Sunday, August 05, 2012

They Got It Up 'Em

Don't Panic!
Gordon - Jones
Play-off (1), British Championship 2012

So it's over and congratulations are due to Gawain Jones. The Corporal: British Champion 2012.

The absence of Adams, McShane and Short or otherwise, it was a tough old tournament. In other years people have won outright with fewer than David Howell's 8.5 points, but that was only good enough for third place in North Shields. +6 =5 -0 against opposition including five GMs and two IMs and never really being in contention for first place? That tells you a lot about this year's Championship.
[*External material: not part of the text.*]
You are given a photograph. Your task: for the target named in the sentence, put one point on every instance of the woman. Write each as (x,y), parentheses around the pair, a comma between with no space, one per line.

It was even tougher on Stephen Gordon, of course. Being a queen up in the play-off for the title and not converting is the sort of thing that can haunt you for years and his tournament is one of the 'success that feels like a failure' variety. How many chessers in the country could finish with four out of five against Arkell (GM), Howell (GM), Turner (GM), Gormally (GM) and Hawkins (GM in all but name)? How often does somebody win eight games and not go home with the trophy?

Jonesy snapped at the Staunton Memorial in 2009
(admittedly I was trying to take a picture of Viktor Korchnoi)

What of Jones, though? I doubt you'll find anybody who'll argue that the play-off system is the best of all possible worlds as far as deciding the title is concerned, but it's certainly got a shot at being the least-worst of all the options available. Anyhoo, I rather suspect that 2012 will be remembered as the year the guy won the Championship minus his queen in a rapidplay finish. If that's how it turns out, though, it will be unjust and a great shame.

Take a look at some of the other ways we could have broken the tie. The Champion comes out on top time and again.

  • Result of individual game: Jones 1 Gordon 0 (round 4).
  • Most blacks: Jones 6, Gordon 5.
  • Sum of Progressive Scores: Jones 57.5, Gordon 55.5.

I haven't worked it out, but I bet Sum of Opponents' Scores goes his way too.

Talking of which, we could also examine the strength of the opponents that Jones and Gordon faced. They had five in common (those listed earlier) and they played each other. The other half of Gordon's tournament was games against chessers averaging 2217.2 Elo and 204.2 ECF. That's not an easy ride, for sure, but neither is it quite up there with the guys that Jones played (2300.8 Elo and 213.8 ECF). You can tell that to anybody who tries to argue that Jones was lucky.

My friend and fellow blogger Phil Makepeace
might get to earn himself a few quid by offering to polish this for the next 12 months

So congratulations to the winner and deserved Chess Champion of Britain. To a Roll of Honour that includes Sultan Khan, Golombek, Wade, Barden, Penrose, Keene, Mestel, Speelman, Nunn, Miles, Short and Adams it is quite right that we add the name Gawain Christopher Jones.


Jonathan B said...

Don't let Gawain Jones winning the British Championship let you miss Martin's Streatham Strolls 2

ejh said...

I would hate people to think that Gawain lost his queen in the first game when authoritative sources state it was the second.

ejh said...

On the play-offs, and with next year's hundredth championships in mind.

Firstly, they have to take place at a given time. Not "after the prizegiving" (the time of which wasn't in the programmme anyway, as far as I could see). If you want people outside our normal circle to watch it online, then they have to know what time they'll need to access the tournament website.

Secondly, my understanding is that the games couldn't be followed by people who access the internet via their phones. This is obviously not good, and needs to change.

Anonymous said...

Regarding coverage on phones, this was in place for the final round or two. It has to be considered as under development as it didn't seem to work very well

Tom Chivers said...

I'm going to join in the injustice of collective memory. Amazing victory in that game.